# Bad Directions on Filter



## DalmationMolly17 (Apr 14, 2013)

Dear Aquarium Forum Members,

I have a 10 gallon tank with 3 mollies and a Cory Catfish. I have a filter that is a Topfin, Power Filter 10. The directions are very vague on how to access the control knob for the flow of the filter. All it shows is a picture, nothing on how to get to it. I would like to ask that if somebody has this kind of filter may I have very descriptive directions on how to access this control knob?

I would also like to know how to extend the tube or if I have to buy an appliance to extend the tube, where I can get it.

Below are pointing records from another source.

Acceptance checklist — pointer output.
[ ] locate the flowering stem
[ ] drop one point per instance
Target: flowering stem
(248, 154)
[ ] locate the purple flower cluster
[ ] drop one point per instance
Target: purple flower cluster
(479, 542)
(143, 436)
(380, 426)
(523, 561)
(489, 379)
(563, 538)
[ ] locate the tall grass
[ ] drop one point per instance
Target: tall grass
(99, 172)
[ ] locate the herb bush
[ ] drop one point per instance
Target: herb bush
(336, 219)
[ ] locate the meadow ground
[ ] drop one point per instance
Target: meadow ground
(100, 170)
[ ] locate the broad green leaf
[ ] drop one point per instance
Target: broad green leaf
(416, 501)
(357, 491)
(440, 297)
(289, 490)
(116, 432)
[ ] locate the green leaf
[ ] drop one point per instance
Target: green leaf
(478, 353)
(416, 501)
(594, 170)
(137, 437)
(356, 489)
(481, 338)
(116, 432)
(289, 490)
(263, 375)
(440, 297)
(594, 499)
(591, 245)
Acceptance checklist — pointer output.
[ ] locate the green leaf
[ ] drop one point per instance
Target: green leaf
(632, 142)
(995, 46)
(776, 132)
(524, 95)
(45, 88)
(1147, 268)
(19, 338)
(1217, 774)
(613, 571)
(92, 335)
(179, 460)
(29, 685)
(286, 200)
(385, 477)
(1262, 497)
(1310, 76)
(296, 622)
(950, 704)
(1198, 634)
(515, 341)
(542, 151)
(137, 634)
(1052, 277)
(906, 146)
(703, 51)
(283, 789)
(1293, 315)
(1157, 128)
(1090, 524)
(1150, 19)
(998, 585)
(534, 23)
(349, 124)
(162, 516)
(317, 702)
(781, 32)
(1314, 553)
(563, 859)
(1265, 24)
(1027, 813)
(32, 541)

This would be extremely helpful!

Thanks, 
DalmationMolly17


----------



## CAM (Jan 27, 2013)

I have a duo of Top Fin 75s on my 75-gallon and the water flow control knobs are dead center on the top. Can't miss it. The small version must be different.

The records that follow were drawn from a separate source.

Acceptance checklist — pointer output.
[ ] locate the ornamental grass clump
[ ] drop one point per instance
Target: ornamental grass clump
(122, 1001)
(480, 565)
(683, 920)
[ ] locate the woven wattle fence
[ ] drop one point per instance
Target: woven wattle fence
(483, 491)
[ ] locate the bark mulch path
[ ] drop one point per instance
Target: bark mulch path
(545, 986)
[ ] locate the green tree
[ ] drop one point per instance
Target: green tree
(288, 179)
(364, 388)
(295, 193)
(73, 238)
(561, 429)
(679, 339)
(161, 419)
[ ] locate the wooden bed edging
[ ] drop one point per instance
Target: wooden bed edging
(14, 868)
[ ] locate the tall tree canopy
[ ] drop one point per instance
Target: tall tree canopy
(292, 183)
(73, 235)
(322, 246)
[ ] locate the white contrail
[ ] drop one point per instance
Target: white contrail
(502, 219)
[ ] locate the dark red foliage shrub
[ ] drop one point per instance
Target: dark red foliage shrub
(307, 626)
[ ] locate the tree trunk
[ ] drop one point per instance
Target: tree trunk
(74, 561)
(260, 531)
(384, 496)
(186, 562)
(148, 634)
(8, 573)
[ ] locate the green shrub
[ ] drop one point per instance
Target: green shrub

And yours didn't come with intake tube extensions?


----------



## CAM (Jan 27, 2013)

See your pic now. Sure looks like an extension tube. But that license is very cloudy. Camera? Or water condition?


----------



## DalmationMolly17 (Apr 14, 2013)

It came with one extension tube but it doesn't reach the bottom all of the way. I want it near to the gravel better so it can filter the tank better. 

Its empty on the top of my filter, you just stick in this plastic thing with foam on one side and a filter cartridge on the other.


----------



## DalmationMolly17 (Apr 14, 2013)

It is my camera, I am using my iPod touch and it has sucky picture quality. Everything looks bad whenever I use it.


----------



## CAM (Jan 27, 2013)

Appears it doesn't have one. Read the second answer:

Control knob for Top Fin 10 aquarium? - Yahoo!7 Answers


----------



## DalmationMolly17 (Apr 14, 2013)

Well they gave me the wrong directions then! Is there a way I can buy an extra extension?


----------



## CAM (Jan 27, 2013)

This is Tetra but will fit Top Fin filters:

Tetra Extension Tube for Whisper 30 and 40 Filters:Amazonet Supplies


----------



## DalmationMolly17 (Apr 14, 2013)

Okay! Thank you!


----------